Guardians of innovation: US businesses in Europe need to protect trade secrets in the age of AI
Published on 15th May 2025
Dynamic AI-aware governance frameworks can help safeguard intellectual assets often worth billions of dollars

As artificial intelligence (AI) systems become business-critical assets, companies will need to check whether they have sufficiently adapted their daily work to European trade secret protection frameworks to address unique challenges for cross-border intellectual property strategies.
This explosive growth of AI capabilities is fundamentally changing how companies must protect their most valuable intellectual assets, and this development was the focus of discussion at the global association for brand owners INTA's recent "The Business of Trade Secrets: Navigating the Challenges and Opportunities in the Ever-Changing World of AI" conference in New York City.
The discussions explored how US law in this area is similar to the EU framework, but there's no one-size-fits-all approach for proper protection. Instead, companies need to evaluate their specific circumstances—including their size, structure, trade secrets' importance, and other factors.
For US businesses operating in European markets, understanding the evolving landscape of trade secret protection in the EU and Germany has become essential, as traditional safeguards face unprecedented challenges from AI's unique characteristics.
Hidden wealth
Trade secrets represent the invisible backbone of competitive advantage for many companies. Unlike patents or trademarks, trade secrets can theoretically last forever and protect a vastly broader range of assets—including customer lists, pricing strategies, proprietary algorithms, and manufacturing techniques. In knowledge-intensive industries, trade secrets often account for 70-80% of company value, with many businesses maintaining hundreds or thousands of distinct trade secrets worth billions in aggregate.
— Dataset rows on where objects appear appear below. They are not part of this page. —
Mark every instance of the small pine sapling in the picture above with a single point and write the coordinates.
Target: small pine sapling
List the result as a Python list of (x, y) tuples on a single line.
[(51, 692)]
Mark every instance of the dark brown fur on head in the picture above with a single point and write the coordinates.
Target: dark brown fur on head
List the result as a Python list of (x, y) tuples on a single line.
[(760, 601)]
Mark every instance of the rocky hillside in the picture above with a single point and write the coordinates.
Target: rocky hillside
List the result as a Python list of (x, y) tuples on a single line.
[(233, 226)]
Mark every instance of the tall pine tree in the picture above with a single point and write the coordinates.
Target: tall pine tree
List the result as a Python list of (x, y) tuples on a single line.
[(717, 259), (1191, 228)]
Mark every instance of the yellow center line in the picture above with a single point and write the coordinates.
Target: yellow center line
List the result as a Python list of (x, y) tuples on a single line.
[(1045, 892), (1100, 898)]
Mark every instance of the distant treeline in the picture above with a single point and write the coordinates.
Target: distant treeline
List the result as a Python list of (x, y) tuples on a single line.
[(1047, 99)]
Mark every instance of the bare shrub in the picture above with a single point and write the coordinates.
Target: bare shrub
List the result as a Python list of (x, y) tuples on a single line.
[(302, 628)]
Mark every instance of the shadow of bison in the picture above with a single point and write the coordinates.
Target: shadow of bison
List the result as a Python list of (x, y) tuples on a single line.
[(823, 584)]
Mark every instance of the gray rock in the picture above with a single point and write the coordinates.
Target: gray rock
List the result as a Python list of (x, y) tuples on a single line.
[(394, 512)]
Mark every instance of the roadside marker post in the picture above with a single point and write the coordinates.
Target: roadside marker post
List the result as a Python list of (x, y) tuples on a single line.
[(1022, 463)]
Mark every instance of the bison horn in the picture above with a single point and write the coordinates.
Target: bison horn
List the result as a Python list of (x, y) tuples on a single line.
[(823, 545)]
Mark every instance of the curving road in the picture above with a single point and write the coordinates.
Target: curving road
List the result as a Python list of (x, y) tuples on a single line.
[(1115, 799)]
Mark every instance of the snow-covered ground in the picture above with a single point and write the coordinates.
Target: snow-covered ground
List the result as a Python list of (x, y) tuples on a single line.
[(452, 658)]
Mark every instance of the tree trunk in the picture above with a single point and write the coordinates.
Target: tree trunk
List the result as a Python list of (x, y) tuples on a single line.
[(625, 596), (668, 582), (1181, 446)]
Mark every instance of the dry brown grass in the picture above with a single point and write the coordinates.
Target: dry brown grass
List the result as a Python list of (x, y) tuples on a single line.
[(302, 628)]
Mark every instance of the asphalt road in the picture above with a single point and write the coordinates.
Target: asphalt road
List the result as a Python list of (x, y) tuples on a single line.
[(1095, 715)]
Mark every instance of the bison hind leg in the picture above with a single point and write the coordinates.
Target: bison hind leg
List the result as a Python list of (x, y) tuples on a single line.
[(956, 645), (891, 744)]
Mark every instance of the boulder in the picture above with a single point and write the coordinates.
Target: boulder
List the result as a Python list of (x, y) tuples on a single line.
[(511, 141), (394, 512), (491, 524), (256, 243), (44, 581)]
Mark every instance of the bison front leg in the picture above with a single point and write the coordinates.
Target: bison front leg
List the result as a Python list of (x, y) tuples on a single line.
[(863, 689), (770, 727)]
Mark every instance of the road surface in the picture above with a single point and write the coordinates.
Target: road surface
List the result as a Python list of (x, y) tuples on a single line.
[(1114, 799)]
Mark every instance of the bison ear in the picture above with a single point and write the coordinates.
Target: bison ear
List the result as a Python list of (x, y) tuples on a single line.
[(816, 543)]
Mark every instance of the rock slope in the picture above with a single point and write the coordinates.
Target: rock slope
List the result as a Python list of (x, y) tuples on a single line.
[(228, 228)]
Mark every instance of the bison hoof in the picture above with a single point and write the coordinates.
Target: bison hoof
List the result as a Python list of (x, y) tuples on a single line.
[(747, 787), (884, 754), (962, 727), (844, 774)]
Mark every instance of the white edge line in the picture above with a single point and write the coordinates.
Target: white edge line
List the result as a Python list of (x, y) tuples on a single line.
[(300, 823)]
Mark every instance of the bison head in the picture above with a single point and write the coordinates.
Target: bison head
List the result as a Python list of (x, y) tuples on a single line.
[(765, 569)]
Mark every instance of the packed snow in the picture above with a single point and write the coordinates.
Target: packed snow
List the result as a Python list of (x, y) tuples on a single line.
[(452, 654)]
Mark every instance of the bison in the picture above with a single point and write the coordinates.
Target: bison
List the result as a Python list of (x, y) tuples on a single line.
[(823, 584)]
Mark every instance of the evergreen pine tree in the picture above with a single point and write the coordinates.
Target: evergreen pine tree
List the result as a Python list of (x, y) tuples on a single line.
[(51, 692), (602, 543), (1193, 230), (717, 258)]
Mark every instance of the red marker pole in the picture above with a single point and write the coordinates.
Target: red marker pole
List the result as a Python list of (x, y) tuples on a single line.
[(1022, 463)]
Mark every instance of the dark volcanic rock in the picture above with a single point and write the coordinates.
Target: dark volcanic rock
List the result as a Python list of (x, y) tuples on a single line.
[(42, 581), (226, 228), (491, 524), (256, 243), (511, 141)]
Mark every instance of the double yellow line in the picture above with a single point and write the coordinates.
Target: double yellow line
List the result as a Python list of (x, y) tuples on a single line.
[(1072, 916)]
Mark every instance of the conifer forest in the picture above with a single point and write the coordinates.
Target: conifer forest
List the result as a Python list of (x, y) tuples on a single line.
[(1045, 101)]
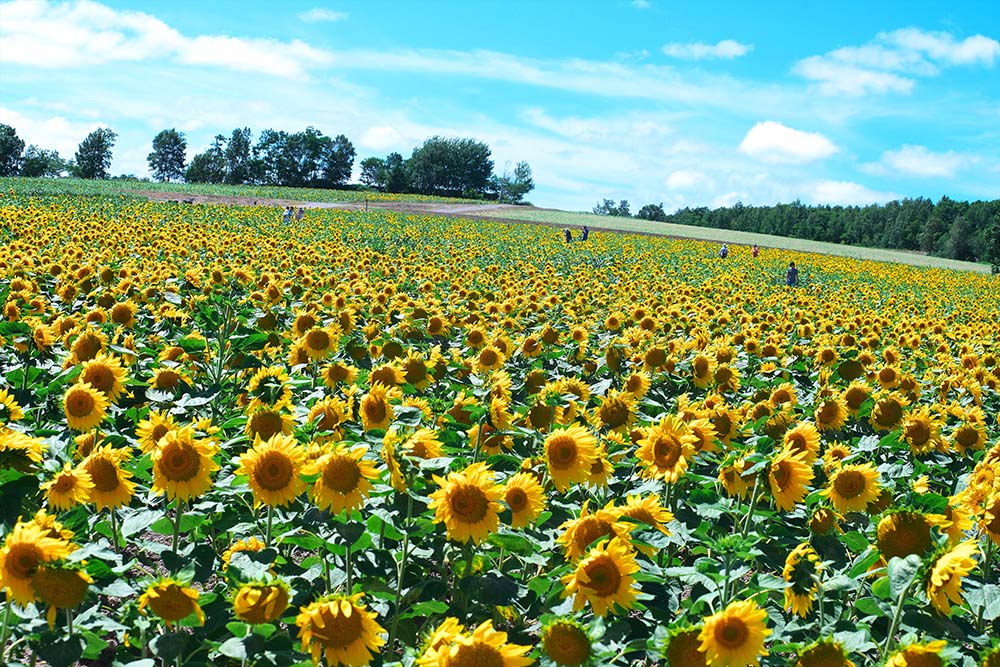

This value is particularly pronounced in AI-intensive industries, where proprietary training methodologies, curated datasets and fine-tuning techniques represent critical competitive advantages. These assets often can't be protected through traditional intellectual property registrations, copyright, or database rights (generally speaking, unlike conventional software). Instead, they require specialized protection strategies tailored to their unique characteristics.
Europe's protection framework
The EU Trade Secrets Directive (2016/943) established harmonized protection standards across member states, requiring that information must be kept secret, have commercial value because of its secrecy, and be subject to "reasonable steps" to maintain that secrecy. In Germany, the implementation through the Trade Secrets Act (Geschäftsgeheimnisgesetz) created one of Europe's most robust protection frameworks.
This allows companies to protect their trade secrets through measures like preliminary injunctions, within days after discovering potential theft – most commonly when departing employees take confidential information, which is a frequent scenario that companies find particularly challenging to address.
Three critical vulnerabilities
However, AI systems have introduced novel complexities that test these established legal boundaries.
• Inadvertent training data inclusion. When proprietary information is unwittingly incorporated into AI training datasets, the traditional concept of "misappropriation" becomes difficult to apply. Recent cases in Munich have highlighted how businesses struggle to prove trade secret violations when information appears to have been independently "learned" rather than directly copied.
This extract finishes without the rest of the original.